Skyrocketing Covid-19 infections and deaths are hammering hospitals in the Southeast Asian country of nearly 270 million, which is overtaking India as Asia’s coronavirus epicentre.
Fearing a further explosion in transmission, the government and Indonesian Mosque Council have called on millions of the faithful to pray at home as deaths hit 1,205 over the past 24 hours, with 54,000 new cases.
But the call to prayer on Friday, Islam’s holiest day, was too strong for many, including Jakarta-area resident M Rofid Hilmi, 25, who lost his aunt to the respiratory illness.
“I’m actually worried but I will leave it up to God to protect me.
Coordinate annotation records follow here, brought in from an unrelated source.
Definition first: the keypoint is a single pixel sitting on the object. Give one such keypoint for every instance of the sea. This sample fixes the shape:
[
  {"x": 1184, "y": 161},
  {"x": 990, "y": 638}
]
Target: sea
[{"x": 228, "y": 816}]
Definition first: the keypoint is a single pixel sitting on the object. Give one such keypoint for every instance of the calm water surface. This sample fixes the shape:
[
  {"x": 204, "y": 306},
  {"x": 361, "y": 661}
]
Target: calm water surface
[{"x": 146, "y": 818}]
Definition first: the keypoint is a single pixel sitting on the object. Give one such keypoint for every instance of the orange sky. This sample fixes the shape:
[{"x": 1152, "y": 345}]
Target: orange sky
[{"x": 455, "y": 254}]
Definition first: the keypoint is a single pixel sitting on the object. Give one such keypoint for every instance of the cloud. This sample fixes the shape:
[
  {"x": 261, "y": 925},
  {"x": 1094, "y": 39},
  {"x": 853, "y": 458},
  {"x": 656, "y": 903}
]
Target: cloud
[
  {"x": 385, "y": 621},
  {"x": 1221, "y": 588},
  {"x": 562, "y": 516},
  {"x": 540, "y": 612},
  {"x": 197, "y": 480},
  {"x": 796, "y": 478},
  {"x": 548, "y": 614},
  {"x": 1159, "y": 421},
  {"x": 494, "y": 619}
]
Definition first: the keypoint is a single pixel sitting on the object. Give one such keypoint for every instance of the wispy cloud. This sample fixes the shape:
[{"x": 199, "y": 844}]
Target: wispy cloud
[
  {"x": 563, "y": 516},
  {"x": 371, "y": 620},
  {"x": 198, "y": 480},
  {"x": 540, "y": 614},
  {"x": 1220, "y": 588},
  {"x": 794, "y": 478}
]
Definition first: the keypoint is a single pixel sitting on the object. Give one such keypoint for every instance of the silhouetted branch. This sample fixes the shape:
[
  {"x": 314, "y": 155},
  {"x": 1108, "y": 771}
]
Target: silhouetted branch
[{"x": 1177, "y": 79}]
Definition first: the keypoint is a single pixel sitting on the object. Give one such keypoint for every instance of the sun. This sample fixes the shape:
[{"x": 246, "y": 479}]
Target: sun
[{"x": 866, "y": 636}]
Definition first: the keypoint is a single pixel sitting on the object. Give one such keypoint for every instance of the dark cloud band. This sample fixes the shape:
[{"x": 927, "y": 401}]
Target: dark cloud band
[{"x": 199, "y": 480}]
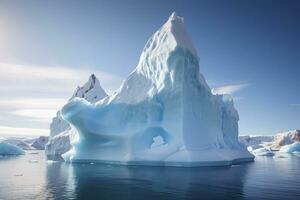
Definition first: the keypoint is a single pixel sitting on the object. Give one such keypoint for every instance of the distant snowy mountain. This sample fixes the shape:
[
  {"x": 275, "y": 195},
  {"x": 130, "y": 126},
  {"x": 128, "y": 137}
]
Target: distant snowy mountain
[
  {"x": 60, "y": 130},
  {"x": 283, "y": 142},
  {"x": 163, "y": 114}
]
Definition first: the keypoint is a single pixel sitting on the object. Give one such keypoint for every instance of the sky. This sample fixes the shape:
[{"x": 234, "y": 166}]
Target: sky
[{"x": 250, "y": 49}]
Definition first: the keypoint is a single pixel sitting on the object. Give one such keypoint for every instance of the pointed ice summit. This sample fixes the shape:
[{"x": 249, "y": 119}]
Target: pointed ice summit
[
  {"x": 163, "y": 114},
  {"x": 60, "y": 130}
]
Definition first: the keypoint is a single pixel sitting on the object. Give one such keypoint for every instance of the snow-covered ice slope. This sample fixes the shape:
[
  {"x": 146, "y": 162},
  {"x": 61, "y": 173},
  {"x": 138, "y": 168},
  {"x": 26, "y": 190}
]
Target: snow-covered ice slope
[
  {"x": 163, "y": 114},
  {"x": 61, "y": 132},
  {"x": 10, "y": 150}
]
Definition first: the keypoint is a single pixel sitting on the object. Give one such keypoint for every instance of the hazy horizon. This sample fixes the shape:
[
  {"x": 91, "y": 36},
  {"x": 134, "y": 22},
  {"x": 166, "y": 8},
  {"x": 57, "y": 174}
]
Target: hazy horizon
[{"x": 249, "y": 49}]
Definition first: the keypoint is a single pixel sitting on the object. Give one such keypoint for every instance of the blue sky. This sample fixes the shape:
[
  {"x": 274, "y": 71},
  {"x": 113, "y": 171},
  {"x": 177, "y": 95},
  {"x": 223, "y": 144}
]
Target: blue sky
[{"x": 248, "y": 48}]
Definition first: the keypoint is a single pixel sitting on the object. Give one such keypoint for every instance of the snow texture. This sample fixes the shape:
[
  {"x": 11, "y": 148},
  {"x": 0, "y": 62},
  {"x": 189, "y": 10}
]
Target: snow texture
[
  {"x": 163, "y": 114},
  {"x": 291, "y": 148},
  {"x": 61, "y": 132},
  {"x": 279, "y": 142},
  {"x": 10, "y": 150}
]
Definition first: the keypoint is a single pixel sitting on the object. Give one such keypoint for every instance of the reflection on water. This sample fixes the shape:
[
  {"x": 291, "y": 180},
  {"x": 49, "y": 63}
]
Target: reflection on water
[{"x": 267, "y": 178}]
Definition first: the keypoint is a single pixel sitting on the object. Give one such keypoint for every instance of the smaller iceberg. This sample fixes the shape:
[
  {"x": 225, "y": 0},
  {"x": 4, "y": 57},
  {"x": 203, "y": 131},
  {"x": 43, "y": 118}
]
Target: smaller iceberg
[
  {"x": 291, "y": 148},
  {"x": 263, "y": 152},
  {"x": 10, "y": 150}
]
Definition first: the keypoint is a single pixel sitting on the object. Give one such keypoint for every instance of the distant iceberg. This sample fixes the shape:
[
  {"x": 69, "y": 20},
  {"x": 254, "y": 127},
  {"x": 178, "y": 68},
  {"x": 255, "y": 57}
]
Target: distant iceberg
[
  {"x": 164, "y": 113},
  {"x": 10, "y": 150}
]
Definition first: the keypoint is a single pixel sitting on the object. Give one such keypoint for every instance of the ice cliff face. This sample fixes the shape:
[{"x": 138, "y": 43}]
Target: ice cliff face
[
  {"x": 61, "y": 132},
  {"x": 163, "y": 114}
]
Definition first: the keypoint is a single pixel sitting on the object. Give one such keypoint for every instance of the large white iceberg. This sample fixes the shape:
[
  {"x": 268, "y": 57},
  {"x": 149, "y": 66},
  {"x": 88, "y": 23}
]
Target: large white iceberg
[
  {"x": 61, "y": 132},
  {"x": 164, "y": 113}
]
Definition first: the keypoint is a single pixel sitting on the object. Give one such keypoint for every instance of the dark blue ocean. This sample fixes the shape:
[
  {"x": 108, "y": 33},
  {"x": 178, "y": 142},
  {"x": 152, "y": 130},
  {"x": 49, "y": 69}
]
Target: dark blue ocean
[{"x": 33, "y": 177}]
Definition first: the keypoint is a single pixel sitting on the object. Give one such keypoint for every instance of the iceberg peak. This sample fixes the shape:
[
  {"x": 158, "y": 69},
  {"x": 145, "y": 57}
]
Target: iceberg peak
[{"x": 163, "y": 114}]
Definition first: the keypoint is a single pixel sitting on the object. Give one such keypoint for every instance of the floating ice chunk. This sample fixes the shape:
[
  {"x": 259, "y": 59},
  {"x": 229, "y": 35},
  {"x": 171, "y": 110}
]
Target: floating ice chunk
[
  {"x": 263, "y": 152},
  {"x": 164, "y": 113}
]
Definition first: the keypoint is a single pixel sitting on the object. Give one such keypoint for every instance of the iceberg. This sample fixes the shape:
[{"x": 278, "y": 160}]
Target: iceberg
[
  {"x": 263, "y": 152},
  {"x": 10, "y": 150},
  {"x": 291, "y": 148},
  {"x": 61, "y": 132},
  {"x": 164, "y": 113}
]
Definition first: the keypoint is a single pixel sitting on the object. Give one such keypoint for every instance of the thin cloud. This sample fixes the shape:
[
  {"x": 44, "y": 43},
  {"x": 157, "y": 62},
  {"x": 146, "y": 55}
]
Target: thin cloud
[
  {"x": 36, "y": 114},
  {"x": 15, "y": 131},
  {"x": 295, "y": 104},
  {"x": 230, "y": 89}
]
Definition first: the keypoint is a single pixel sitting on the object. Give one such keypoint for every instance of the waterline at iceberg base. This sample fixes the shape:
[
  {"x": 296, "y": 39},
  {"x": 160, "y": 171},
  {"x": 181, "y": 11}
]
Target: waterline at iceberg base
[{"x": 164, "y": 113}]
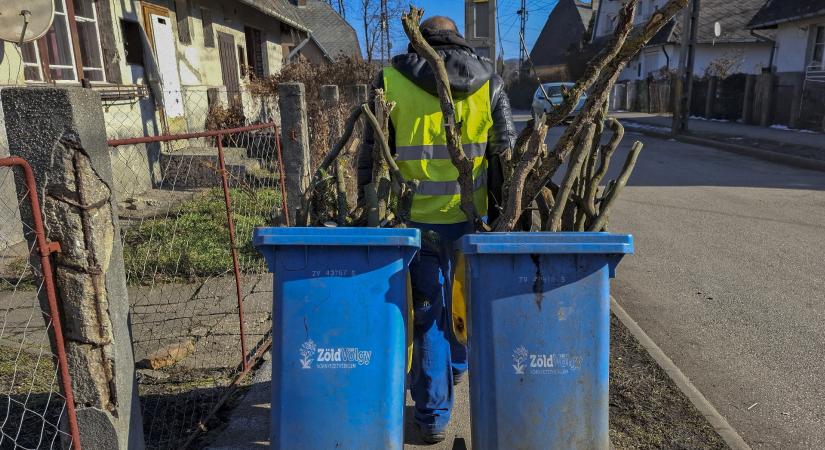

Hopefully everything will be fine,” said a masked Hilmi, who himself was recovering from the virus.
“I don’t want to skip my religious duty,” he added.
There were reports of rampant safety violations, including unmasked children and devotees praying inches apart.
The rush to Indonesia’s myriad mosques – estimated at about 750,000 nationwide – may have been exacerbated by the government reversing its recent decision to shutter them as well as churches and holiday island Bali’s Hindu temples.
The restrictions were part of tighter curbs that closed shopping malls, restaurants and offices in the hard-hit capital Jakarta, densely populated Java and Bali.
But the regulations were quickly changed to stipulate that while faith houses could stay open, the public should not attend prayers as the highly infectious Delta variant rips across the archipelago.
“So this was probably understood by many that because they’re not closed, mosques were open for prayer,” said Imam Addaruquthni, secretary general of the Indonesian Mosque Council.
‘Too little, too late’
The council has deployed teams to encourage people to stay home, but it is a touchy subject.
“It is very hard to prevent people from going to the mosque,” Addaruquthni said.
“But praying at home will save lives and the pandemic has already killed so many.”
Friday’s crowds likely owed much to a mix of strong feelings about faith, confusing government messages and calls from some religious leaders to ignore warnings about mass gatherings, he added.
This month, a local office of the Indonesian Ulema Council, which has millions of Muslim members, advised West Sumatra residents to ignore stay-at-home warnings.
“Some see compliance with religion as far more important than following what people say,” Addaruquthni said.
“Others also believe that death is in the hands of God, so if someone dies then that is his or her destiny.
“They just don’t understand that saving lives is far more important than anything else.”
Pandemic fatigue and online hoaxes about the virus were also fanning doubts about the dangers of public gatherings, one expert said.
“Many chose to believe the wrong people instead of experts,” said Muhammad Najib Azca, a sociologist at Indonesia’s Gadjah Mada University.
“Indonesians are not only religious, but they can also be paternalistic – we listen to community and religious leaders.
“The government has been involving more and more religious leaders to spread (correct) information but it’s too little too late,” he added.
Indonesia’s virus cases shot up after millions travelled across the country at the end of the holy fasting month of Ramadan in May.
Now, authorities are worried about big gatherings to mark next week’s Eid-al-Adha – an annual Muslim celebration known as the Feast of Sacrifice – over fears it could spark another surge in cases.
For Yusuf Bachtiar, whose neighbour died from the virus, risks are around every corner.
“When it comes to prayer, each of us has our own beliefs,” he said from a mosque in Bekasi on the edge of Jakarta.
“It’s not just Friday prayers – there are lots of other activities that spread the virus.”